Roster Data-Quality Validator: Catch Bad Employee Data Before It Hits Payroll
Run a battery of checks on your employee roster — missing fields, bad formats, broken manager links, duplicate people, impossible dates, out-of-band pay — and get a ranked fix list that HR approves before any correction is exported.
A web tool where you import a roster, AI runs your data-quality rules and flags every issue with a suggested fix ranked by severity, HR reviews and approves each correction with a before/after view, and the tool exports a cleaned roster CSV plus a full issues report — with a complete audit trail of who changed what.
Before you start
- A Supabase account (free)
- A Vercel account (free)
- A Resend account (free)
- Your employee roster as a CSV or Google Sheet
- A reference list of valid departments, locations, and managers
- Claude Code or any AI coding agent
The problem this kills
Somebody hands you the employee roster and it's a minefield. Two people share the same employee ID. A manager column points at someone who left last year. A hire date lands in 1900 because of a spreadsheet auto-format. A salary has an extra zero. Half the "Location" values are spelled three different ways. There's a "Jon Smith" and a "John Smith" who are clearly the same person — or maybe not.
None of it looks dangerous until it flows downstream. Then payroll pays the wrong band, the org chart draws a broken reporting line, a headcount report comes out wrong in front of leadership, and a benefits file gets rejected because a required field was blank. You end up cleaning the same roster by hand every cycle, and the same errors keep coming back. You don't need to be a developer to put a stop to this.
What you'll build
A simple internal web tool. You import your roster (CSV or Google Sheet) and a small reference list of your valid departments, locations, and managers. You tell the tool your rules — which fields are required, what good formats look like, and your salary band ranges. The tool then runs a battery of validations: missing required fields, bad formats (email, phone, dates, IDs), values that aren't on your reference lists, manager links that point nowhere or loop, impossible or contradictory dates (termination before hire, future birth dates), out-of-band salaries, and near-duplicate people (same name + date of birth, or same email, even when the employee ID differs).

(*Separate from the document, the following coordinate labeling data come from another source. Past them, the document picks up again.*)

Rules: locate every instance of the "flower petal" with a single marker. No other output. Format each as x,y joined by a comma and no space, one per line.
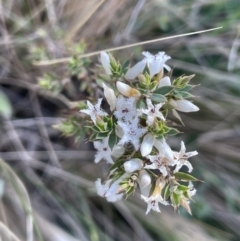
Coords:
105,60
137,69
127,90
110,96
147,144
133,165
185,106
164,82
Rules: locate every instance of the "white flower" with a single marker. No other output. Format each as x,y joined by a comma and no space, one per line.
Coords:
133,165
111,190
164,82
110,96
152,112
117,151
104,151
155,197
108,191
155,64
127,90
105,60
183,105
160,163
125,109
144,180
147,144
182,158
94,111
152,203
132,132
164,149
180,105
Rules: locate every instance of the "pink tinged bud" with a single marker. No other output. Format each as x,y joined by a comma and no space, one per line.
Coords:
164,82
164,148
147,144
105,60
137,69
127,90
144,179
118,151
110,96
185,106
133,165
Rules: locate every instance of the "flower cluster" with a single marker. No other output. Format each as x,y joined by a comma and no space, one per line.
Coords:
131,136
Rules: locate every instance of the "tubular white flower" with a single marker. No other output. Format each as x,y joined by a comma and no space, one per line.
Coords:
94,111
155,197
156,62
164,82
110,96
127,90
147,144
164,149
185,106
125,109
182,158
105,60
104,151
132,132
137,69
152,112
144,179
133,165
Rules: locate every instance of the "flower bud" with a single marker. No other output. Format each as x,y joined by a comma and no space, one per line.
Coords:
147,144
144,179
127,90
110,96
185,106
133,165
105,60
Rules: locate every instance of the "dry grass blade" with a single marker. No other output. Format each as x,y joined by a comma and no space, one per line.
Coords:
62,60
7,233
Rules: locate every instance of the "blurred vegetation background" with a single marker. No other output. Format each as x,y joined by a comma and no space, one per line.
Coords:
47,179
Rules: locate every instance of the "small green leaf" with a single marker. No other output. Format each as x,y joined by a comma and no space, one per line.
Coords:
5,106
102,135
164,90
177,95
112,139
158,98
141,104
129,191
187,87
152,188
175,199
185,94
183,188
116,164
172,132
93,137
185,177
159,137
167,192
125,66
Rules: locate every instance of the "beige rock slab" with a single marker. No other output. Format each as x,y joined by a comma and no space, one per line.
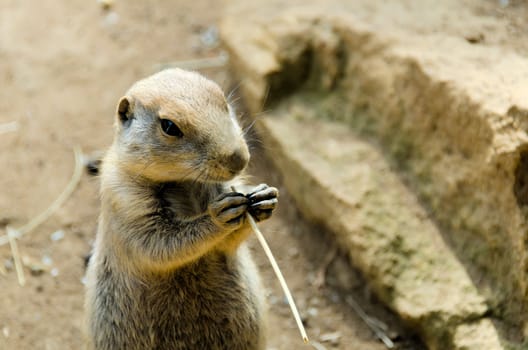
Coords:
346,183
449,113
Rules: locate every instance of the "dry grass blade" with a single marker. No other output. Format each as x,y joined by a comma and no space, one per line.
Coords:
42,217
11,235
278,273
196,64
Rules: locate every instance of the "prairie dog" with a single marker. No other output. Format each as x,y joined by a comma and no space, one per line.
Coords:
170,269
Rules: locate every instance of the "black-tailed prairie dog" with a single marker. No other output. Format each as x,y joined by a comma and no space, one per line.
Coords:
170,269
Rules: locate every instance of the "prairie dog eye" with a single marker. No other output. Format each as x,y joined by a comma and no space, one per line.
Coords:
170,128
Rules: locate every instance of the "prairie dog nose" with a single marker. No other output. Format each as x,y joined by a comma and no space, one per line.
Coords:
238,160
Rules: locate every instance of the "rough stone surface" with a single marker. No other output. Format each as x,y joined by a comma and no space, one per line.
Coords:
477,336
443,93
346,183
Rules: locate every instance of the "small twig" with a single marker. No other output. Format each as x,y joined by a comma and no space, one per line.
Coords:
11,235
195,64
368,321
3,271
42,217
8,127
278,273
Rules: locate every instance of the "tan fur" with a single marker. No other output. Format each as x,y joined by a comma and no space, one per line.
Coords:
170,269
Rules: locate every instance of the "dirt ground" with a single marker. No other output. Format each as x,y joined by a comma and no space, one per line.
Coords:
63,67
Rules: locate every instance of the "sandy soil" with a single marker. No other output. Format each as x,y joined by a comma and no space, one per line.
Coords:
63,66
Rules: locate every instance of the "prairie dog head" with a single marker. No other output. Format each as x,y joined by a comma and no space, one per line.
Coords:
177,125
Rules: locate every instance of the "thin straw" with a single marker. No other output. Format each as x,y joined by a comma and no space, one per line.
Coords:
278,273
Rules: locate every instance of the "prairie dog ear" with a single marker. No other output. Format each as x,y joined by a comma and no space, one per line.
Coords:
124,110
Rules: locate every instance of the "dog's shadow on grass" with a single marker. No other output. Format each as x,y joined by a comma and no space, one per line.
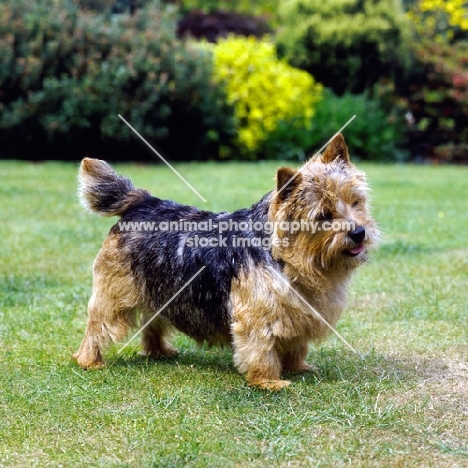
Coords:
332,365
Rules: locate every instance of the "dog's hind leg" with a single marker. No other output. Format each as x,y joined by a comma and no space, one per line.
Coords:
154,337
112,307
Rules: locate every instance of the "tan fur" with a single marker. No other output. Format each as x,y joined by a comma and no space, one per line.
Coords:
270,325
111,309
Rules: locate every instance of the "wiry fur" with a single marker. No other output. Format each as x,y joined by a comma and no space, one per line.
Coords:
244,296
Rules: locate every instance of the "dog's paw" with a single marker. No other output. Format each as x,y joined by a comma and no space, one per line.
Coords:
273,385
304,367
88,362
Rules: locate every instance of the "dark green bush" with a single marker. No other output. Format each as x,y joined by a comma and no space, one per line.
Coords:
376,134
437,93
65,75
347,45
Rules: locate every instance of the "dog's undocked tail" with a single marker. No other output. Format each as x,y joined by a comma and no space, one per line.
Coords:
104,192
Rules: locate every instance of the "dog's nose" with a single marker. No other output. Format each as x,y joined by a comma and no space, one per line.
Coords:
358,234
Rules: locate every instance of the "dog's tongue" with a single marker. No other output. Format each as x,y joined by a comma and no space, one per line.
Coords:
356,250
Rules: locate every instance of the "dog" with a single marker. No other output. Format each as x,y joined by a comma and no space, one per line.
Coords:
254,279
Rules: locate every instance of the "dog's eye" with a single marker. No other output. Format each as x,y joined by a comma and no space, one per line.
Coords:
325,216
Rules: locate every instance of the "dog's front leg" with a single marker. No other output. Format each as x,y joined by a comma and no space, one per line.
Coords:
255,355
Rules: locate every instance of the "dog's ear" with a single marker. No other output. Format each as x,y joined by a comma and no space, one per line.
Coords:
286,180
337,149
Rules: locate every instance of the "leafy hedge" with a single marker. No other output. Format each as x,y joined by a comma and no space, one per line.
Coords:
347,45
377,132
437,88
65,75
274,102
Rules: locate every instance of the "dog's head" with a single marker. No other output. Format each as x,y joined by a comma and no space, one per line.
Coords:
321,213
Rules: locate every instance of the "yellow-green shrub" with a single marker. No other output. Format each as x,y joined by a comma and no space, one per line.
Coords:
274,102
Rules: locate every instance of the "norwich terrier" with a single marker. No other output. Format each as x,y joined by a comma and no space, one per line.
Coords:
244,278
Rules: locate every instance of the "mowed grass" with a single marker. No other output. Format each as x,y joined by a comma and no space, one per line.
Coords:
402,402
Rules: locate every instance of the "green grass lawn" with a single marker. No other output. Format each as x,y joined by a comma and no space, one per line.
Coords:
404,402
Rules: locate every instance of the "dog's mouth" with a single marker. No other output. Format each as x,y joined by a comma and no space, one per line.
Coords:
355,250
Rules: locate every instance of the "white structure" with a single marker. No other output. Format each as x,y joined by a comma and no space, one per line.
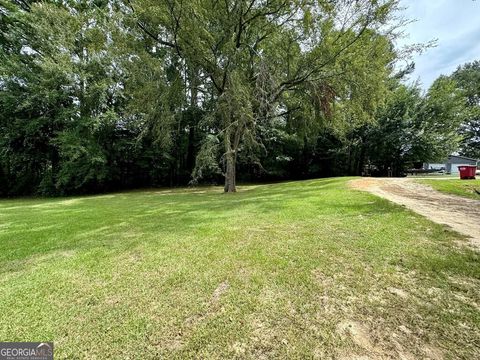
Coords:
452,163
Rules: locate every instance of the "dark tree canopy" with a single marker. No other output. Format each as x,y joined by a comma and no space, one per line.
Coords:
99,95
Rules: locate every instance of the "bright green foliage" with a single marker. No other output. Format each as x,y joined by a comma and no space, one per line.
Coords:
106,94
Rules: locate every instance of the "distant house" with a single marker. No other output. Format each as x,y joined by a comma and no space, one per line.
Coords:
451,164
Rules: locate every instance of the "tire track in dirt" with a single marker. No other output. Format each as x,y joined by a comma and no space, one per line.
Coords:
461,214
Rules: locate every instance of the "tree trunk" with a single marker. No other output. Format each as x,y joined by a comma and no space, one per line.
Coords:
230,185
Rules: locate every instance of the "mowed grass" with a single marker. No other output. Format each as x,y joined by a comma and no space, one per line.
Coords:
465,188
306,269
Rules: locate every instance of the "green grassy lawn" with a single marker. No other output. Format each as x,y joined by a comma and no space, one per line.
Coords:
306,269
465,188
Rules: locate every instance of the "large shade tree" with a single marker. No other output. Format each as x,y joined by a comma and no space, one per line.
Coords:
258,60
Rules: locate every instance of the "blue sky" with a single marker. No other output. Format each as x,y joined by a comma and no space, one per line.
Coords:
456,26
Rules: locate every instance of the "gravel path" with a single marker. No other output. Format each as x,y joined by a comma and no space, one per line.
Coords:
461,214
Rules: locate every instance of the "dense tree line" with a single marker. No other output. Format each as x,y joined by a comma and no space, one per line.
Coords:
99,95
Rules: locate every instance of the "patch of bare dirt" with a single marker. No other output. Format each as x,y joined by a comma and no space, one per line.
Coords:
461,214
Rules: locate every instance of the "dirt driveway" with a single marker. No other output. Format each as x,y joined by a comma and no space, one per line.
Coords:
462,215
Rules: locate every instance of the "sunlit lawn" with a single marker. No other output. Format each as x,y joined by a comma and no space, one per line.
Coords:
293,270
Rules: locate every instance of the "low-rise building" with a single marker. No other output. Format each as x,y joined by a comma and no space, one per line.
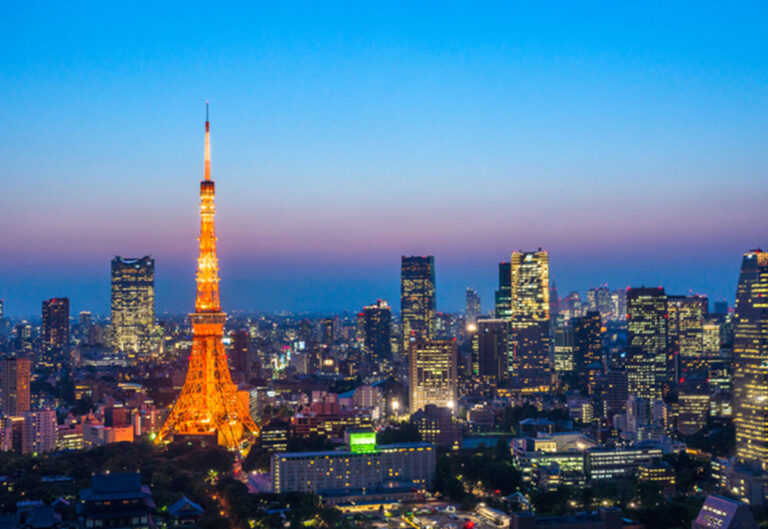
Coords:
363,469
606,464
718,512
116,500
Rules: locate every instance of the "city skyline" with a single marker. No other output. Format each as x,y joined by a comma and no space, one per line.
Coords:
622,141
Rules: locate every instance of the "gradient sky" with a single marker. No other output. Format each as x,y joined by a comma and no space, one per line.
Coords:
631,141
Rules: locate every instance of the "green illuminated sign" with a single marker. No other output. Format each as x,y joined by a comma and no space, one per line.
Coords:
362,442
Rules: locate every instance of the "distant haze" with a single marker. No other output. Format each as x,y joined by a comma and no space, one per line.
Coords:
629,141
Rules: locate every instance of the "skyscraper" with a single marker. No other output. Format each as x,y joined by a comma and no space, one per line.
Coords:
563,349
240,355
209,405
686,336
16,384
587,340
376,334
133,305
492,351
474,306
56,322
750,361
417,297
503,296
587,347
599,300
647,356
529,321
432,373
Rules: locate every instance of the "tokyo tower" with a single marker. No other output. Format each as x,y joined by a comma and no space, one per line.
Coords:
208,405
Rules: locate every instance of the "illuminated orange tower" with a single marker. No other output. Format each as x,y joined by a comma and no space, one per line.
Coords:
209,405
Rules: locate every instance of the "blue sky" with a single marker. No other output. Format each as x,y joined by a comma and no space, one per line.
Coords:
628,140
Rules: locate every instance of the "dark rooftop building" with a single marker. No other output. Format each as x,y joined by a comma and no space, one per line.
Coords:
185,513
609,518
117,501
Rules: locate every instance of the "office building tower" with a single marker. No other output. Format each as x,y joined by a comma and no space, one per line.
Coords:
693,405
492,351
133,306
328,330
474,307
438,426
39,431
571,306
529,321
686,338
563,349
554,301
599,300
17,373
587,348
750,361
619,305
240,352
417,297
503,296
720,308
432,373
616,393
209,406
710,338
647,355
56,322
376,333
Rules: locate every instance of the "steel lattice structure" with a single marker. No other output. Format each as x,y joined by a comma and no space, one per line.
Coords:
208,404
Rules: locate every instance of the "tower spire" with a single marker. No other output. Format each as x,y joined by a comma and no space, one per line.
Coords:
209,405
207,144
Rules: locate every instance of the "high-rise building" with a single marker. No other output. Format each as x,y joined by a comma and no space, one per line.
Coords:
210,405
16,385
616,393
710,331
133,305
376,333
599,300
563,349
619,305
240,354
647,355
492,351
328,328
417,297
686,338
529,321
750,361
56,322
39,431
587,340
503,296
587,348
474,306
432,373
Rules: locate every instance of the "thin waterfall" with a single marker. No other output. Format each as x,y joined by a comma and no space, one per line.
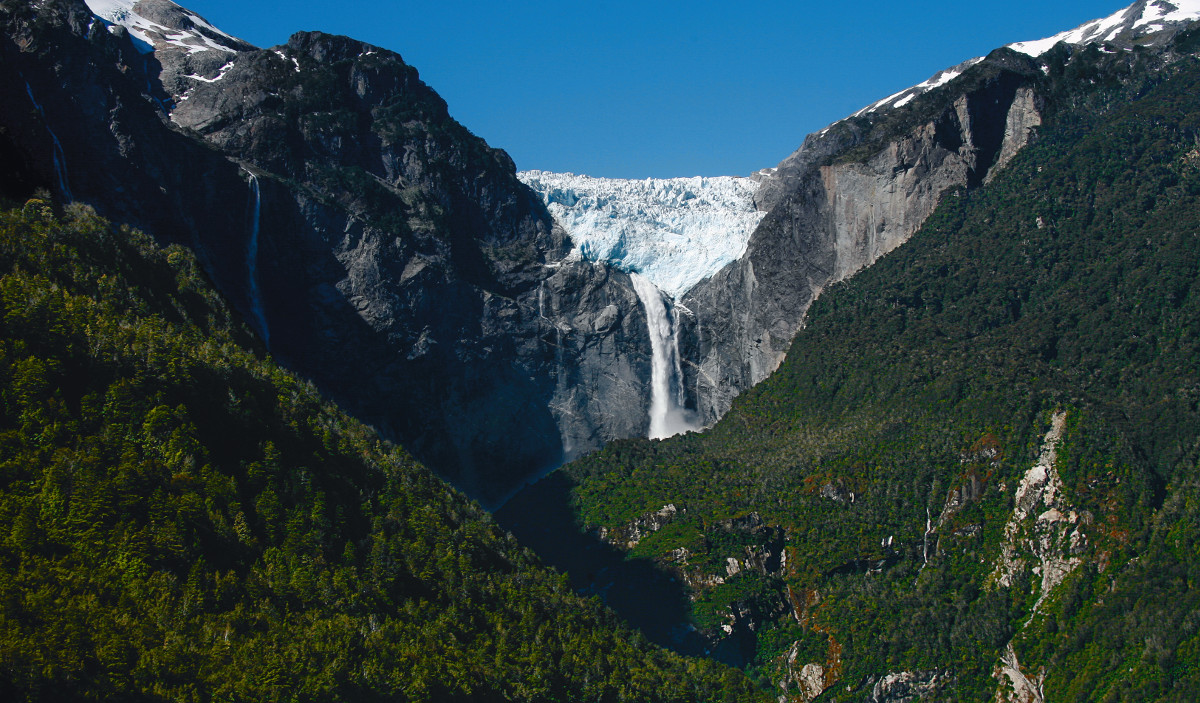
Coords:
57,155
667,414
256,295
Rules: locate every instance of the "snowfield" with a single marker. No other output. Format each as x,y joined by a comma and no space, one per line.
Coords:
673,232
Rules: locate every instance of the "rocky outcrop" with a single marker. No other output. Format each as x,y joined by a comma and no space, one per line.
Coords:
1043,528
909,686
376,245
833,212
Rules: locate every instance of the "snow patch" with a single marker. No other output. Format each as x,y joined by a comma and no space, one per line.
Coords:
898,100
1153,17
150,36
220,74
673,232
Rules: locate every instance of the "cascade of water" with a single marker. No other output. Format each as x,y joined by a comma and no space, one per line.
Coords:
667,414
256,296
57,155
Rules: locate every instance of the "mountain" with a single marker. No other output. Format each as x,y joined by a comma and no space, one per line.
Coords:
972,474
378,247
185,520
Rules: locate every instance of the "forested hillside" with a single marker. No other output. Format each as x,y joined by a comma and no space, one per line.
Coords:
183,520
976,470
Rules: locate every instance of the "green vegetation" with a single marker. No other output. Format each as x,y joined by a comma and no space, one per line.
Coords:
922,389
183,520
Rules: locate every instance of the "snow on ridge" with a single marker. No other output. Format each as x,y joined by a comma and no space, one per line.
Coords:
673,232
150,35
898,100
1155,16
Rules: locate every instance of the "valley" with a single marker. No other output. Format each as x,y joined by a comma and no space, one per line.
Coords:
309,392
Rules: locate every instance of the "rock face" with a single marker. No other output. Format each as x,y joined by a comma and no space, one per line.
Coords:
375,244
846,198
385,252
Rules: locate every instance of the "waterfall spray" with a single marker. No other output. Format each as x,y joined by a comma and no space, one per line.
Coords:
667,414
57,155
256,296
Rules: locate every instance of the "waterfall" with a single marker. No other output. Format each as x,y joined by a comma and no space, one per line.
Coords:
256,295
667,414
57,155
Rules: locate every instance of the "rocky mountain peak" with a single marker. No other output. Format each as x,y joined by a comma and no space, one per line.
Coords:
161,25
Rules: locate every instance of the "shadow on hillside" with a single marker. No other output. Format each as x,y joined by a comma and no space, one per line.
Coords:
642,594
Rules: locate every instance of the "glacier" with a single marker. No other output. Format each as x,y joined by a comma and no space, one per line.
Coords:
673,232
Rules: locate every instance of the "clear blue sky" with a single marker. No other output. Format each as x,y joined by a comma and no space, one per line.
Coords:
643,88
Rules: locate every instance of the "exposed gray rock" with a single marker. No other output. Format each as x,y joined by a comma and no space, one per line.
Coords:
907,686
829,217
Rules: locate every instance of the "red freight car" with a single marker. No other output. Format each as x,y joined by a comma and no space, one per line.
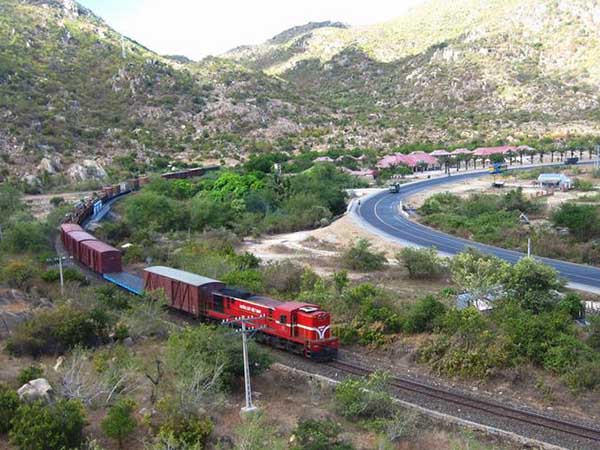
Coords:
65,229
100,257
298,327
185,291
74,240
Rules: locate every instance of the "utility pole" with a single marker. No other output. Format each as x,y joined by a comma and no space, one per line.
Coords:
248,326
123,55
60,259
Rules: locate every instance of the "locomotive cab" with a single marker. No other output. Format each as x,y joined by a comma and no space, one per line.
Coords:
310,324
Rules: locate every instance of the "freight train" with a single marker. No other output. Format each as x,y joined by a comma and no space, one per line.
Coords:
301,328
85,209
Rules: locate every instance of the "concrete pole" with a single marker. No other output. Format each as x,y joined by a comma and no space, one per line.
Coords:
249,406
62,281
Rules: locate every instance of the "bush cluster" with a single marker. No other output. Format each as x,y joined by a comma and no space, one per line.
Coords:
58,330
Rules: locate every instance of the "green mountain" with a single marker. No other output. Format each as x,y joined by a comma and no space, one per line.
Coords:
78,99
452,72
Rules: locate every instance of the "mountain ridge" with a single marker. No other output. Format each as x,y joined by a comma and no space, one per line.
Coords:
467,73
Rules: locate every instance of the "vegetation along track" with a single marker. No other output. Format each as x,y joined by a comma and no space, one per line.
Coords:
582,431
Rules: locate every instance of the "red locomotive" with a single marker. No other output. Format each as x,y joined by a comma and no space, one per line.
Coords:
300,328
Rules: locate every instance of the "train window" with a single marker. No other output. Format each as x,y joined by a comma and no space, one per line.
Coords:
218,303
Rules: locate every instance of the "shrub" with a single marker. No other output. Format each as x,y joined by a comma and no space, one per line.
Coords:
361,257
364,398
205,348
581,220
58,330
23,237
42,427
422,316
314,434
284,277
421,263
18,273
9,403
27,374
585,376
255,433
119,422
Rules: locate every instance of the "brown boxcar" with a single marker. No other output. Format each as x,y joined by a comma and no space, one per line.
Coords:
100,257
73,241
67,228
185,291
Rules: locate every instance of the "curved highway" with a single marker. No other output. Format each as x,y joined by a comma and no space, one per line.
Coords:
380,214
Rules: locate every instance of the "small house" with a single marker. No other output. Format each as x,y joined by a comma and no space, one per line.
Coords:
555,180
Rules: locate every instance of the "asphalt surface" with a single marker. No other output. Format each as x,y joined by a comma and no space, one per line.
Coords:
381,214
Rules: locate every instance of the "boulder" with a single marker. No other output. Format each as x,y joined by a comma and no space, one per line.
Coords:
87,170
34,390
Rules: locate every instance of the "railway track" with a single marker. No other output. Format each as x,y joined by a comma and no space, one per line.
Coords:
463,400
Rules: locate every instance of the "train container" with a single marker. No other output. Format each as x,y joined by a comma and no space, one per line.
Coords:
185,291
107,191
65,229
73,241
100,257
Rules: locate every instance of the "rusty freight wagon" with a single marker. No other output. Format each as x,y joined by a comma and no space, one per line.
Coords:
100,257
74,240
185,291
65,229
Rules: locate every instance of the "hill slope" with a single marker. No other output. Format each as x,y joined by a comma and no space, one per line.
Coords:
75,99
454,71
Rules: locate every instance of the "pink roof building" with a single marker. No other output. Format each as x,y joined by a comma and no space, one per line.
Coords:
412,160
487,151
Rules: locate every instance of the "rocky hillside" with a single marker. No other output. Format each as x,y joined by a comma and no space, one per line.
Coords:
78,100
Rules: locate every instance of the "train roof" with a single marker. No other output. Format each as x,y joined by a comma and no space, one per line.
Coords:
181,275
101,246
69,227
293,306
81,236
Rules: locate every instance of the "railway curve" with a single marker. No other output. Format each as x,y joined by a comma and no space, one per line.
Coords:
380,213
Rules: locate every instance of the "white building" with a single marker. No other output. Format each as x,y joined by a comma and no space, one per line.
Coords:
555,180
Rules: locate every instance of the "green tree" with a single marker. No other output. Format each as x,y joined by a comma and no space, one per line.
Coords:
9,403
582,221
37,426
119,421
478,273
255,433
421,263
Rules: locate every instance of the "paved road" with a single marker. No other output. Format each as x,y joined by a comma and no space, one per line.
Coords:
380,213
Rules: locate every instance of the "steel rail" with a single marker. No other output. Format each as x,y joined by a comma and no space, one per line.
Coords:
496,409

Every issue lands on a ranked worklist — critical problems first — each with a plain-language explanation and a suggested fix. HR reviews each one, sees the exact before/after, and clicks Approve or leaves it for manual handling. Nothing is ever overwritten automatically. Once HR approves, the tool produces a cleaned roster CSV in the exact columns your system expects, plus an issues report showing everything found, fixed, and skipped — and logs who approved what, and when.
What's inside the Implementation Plan
A start-to-finish runbook you paste into an AI coding agent. It opens by interviewing you about your business — your current roster process, the systems and spreadsheets involved, the real field names and ID/code conventions in your data, your typical and peak headcount, your exact required-field and band rules, and your messy edge cases — so the tool is tailored to your roster, not a generic template. It reflects a short spec back to you for a thumbs-up before it builds anything.
From there it walks you through every step with a ready-to-copy prompt: standing up the database with row-level security, the import screen, the rules/reference config, the validation engine (including fuzzy duplicate detection), the ranked review queue with before/after and the approval gate, the audit log, the cleaned-CSV and issues-report exports, and email notifications via Resend. It closes with how to verify the whole thing works and a CSV-first fallback so it's fully buildable today with no integration to your HRIS.
The governance it includes (this is the point)
- Login so only your HR team can use the tool.
- Row-level security so each organization only ever sees its own roster data.
- A complete audit trail — who imported, who approved which fix, what changed, and when.
- A hard human-in-the-loop approval gate: the AI drafts every suggested fix, a person reviews the before/after and approves, and only approved changes make it into the cleaned export. Ambiguous cases are left for manual handling.
- Duplicate guards so the same roster file can't be processed twice and the same person can't slip in under two IDs.
Who it's for
HR operations and HRIS admins who inherit messy rosters and spend every cycle fighting the same downstream payroll and reporting errors. If you can fill in a spreadsheet and describe your own rules, you can build and run this.
You've got this — paste the first prompt and let the agent interview you.